Search code examples
pysparkaws-glue

Exclude files based on name when calling from_catalog


I am reading data via

glueContext.create_data_frame.from_catalog(database = "db", table_name = "ta")

from parquet files on a s3 bucket. Unfortunately, it seems the bucket contains a non-parquet file (last_ingest_partition) which causes the following error: An error occurred while calling o92.getDataFrame. s3://cdh/measurements/ta/last_ingest_partition is not a Parquet file. expected magic number at tail [80, 65, 82, 49] but found [49, 45, 49, 50]

Is there a possibility to exclude this file from being read? I have tried somethig like

glueContext.create_data_frame.from_catalog(database = "db", table_name = "ta", additional_options={"exclusions" : "[\"**last_ingest_partition\""})

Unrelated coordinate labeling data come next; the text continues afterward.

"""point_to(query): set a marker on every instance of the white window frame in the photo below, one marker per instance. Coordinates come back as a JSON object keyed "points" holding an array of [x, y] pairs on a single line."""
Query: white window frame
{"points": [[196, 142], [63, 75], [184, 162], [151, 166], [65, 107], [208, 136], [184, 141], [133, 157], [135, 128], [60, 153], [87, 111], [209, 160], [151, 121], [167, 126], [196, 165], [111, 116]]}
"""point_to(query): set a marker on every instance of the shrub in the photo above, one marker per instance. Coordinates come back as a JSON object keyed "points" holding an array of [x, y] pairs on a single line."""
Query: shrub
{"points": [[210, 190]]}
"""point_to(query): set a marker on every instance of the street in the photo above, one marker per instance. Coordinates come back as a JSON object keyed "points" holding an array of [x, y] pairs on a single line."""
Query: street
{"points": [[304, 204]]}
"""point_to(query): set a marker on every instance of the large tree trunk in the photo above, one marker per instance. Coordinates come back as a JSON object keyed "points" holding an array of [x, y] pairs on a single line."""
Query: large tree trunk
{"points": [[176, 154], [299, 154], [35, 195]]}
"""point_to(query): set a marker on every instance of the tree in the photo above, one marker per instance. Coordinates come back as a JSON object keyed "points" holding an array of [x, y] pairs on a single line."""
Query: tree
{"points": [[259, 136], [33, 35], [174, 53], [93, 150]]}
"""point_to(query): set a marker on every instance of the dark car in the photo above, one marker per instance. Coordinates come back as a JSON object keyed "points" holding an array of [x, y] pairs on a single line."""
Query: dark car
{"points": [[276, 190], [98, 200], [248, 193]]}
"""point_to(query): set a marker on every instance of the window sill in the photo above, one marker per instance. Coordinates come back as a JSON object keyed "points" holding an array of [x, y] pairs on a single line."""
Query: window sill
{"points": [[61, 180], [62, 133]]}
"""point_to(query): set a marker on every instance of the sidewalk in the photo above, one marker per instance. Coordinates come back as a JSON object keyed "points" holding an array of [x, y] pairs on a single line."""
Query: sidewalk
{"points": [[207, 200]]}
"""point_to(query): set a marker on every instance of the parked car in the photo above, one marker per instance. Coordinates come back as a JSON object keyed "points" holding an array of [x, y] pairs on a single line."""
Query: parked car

but this does not work for me.


Solution

  • Here is what I have found out and what solved my problem:

    1. When I switch my code to create_dynamic_frame.from_catalog instead of create_data_frame.from_catalog and added a .toDF() afterwards, everything worked fine for me.
    2. For create_dynamic_frame I could also use exlusions as additional options: .create_dynamic_frame.from_catalog(database = "testdb1", table_name = "cxexclude",additional_options={"exclusions": "[\"**{json,parquet}**\"]"})
    3. For create_data_frame class, there are limitations: Spark DataFrame partition filtering doesn't work.